Exercise lowers insulin in breast cancer survivors


 

Study adds evidence in favor of physical activity

Normally sedentary breast cancer survivors who completed an exercise program reduced the levels of insulin in their blood, revealing a likely link between physical activity and better outcomes, researchers from Dana-Farber Cancer Institute in Boston reported at the annual meeting of the American Society of Clinical Oncology in Chicago.

Although it was previously demonstrated that women who lost weight and became more active could lower their risk of breast cancer recurrence, scientists couldn't explain how it worked.

Jennifer Ligibel, MD, of Dana-Farber, and her colleagues' research findings support the hypothesis that exercise lowers levels of the hormone insulin in the bloodstream. Studies have found an association between relatively high levels of insulin — often seen in obese and sedentary people — and an increased risk of breast cancer recurrence and breast cancer-related death.

"We know that women who are overweight at the time of breast cancer diagnosis have a higher risk of recurrence than lean women, but the reasons for this have not been clear," said Ligibel, of the Breast Oncology Center at Dana-Farber. The association with insulin has emerged from recent observations.

In the new study, researchers measured insulin and blood glucose levels in 101 women as well as their weight, body composition, and circumference of the waist and hips.
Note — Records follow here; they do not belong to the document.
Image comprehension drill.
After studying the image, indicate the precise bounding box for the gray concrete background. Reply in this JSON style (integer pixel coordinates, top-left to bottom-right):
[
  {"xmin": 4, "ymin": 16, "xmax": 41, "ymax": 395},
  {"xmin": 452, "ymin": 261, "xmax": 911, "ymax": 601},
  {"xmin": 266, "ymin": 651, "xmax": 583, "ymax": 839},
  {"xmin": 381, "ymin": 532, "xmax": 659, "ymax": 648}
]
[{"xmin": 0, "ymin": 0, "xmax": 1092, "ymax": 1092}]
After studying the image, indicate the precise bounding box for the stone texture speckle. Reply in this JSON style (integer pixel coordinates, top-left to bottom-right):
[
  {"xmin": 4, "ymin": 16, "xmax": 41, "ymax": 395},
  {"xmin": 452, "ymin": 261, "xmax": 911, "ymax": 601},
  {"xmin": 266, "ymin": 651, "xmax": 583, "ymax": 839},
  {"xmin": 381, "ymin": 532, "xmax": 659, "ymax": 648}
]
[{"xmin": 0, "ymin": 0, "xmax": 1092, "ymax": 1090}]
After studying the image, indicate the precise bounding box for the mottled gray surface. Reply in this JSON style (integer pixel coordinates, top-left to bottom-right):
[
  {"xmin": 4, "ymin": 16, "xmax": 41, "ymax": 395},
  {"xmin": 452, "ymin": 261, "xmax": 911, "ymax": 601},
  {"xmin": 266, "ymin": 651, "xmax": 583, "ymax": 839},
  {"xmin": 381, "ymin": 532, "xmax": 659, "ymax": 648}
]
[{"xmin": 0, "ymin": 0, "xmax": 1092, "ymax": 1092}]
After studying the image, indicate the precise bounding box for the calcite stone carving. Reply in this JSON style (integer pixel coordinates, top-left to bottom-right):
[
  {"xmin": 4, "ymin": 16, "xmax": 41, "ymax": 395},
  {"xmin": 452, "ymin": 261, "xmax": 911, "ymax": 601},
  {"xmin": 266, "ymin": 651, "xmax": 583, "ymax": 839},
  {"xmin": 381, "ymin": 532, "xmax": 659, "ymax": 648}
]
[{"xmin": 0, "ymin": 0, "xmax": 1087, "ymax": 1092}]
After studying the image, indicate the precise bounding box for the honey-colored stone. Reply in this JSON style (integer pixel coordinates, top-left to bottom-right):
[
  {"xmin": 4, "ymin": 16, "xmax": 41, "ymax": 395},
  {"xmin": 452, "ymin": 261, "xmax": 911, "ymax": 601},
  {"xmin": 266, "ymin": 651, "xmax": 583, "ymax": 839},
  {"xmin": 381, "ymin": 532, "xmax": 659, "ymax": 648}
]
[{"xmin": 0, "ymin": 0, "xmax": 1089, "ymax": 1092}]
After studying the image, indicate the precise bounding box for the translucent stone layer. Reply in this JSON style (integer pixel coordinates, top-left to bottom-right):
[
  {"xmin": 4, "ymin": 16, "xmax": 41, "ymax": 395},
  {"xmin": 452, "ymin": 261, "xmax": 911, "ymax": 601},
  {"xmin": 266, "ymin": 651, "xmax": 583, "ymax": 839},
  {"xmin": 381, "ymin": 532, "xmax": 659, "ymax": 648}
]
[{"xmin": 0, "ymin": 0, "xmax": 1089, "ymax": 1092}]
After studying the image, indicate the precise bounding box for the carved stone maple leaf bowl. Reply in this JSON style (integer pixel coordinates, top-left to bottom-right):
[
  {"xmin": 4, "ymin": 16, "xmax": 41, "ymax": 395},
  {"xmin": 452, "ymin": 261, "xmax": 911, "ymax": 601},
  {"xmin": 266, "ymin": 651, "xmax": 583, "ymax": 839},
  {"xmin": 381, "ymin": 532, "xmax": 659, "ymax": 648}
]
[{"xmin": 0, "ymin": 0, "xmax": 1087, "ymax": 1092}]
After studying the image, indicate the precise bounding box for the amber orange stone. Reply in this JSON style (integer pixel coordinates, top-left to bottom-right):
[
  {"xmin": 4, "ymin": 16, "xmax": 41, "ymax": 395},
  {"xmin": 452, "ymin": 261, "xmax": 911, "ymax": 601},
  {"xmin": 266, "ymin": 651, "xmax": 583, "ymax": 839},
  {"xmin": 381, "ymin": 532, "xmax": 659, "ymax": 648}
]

Half were assigned to a 16-week regimen of mixed cardiovascular and strength training, while the other half had normal care.

At the end of the experiment, the women who exercised had lowered their insulin measurements by an amount that approached statistical significance. There was also a statistical trend to improved insulin sensitivity (how the body responds to insulin) in the exercise group. The more-active women had a reduction in hip circumference as well.

"Our findings suggest that the effects of exercise on breast cancer prognosis may be mediated, at least in part, through changes in insulin levels and/or changes in fat mass or deposition," said Ligibel. "Exercise has benefits all through treatment and afterwards. It's an investment in a woman's health and hopefully will prove to lower her risk of dying from breast cancer."

The study's senior author is Eric Winer, MD, of Dana-Farber. The other authors include Nancy Campbell, MS, Wendy Chen, MD, Taylor Salinardi, and Ann Partridge, MD, MPH, of Dana-Farber; and Christos Mantzoros, MD, of Beth Israel Deaconess Medical Center.

Dana-Farber Cancer Institute (www.dana-farber.org) is a principal teaching affiliate of the Harvard Medical School and is among the leading cancer research and care centers in the United States. It is a founding member of the Dana-Farber/Harvard Cancer Center (DF/HCC), designated a comprehensive cancer center by the National Cancer Institute.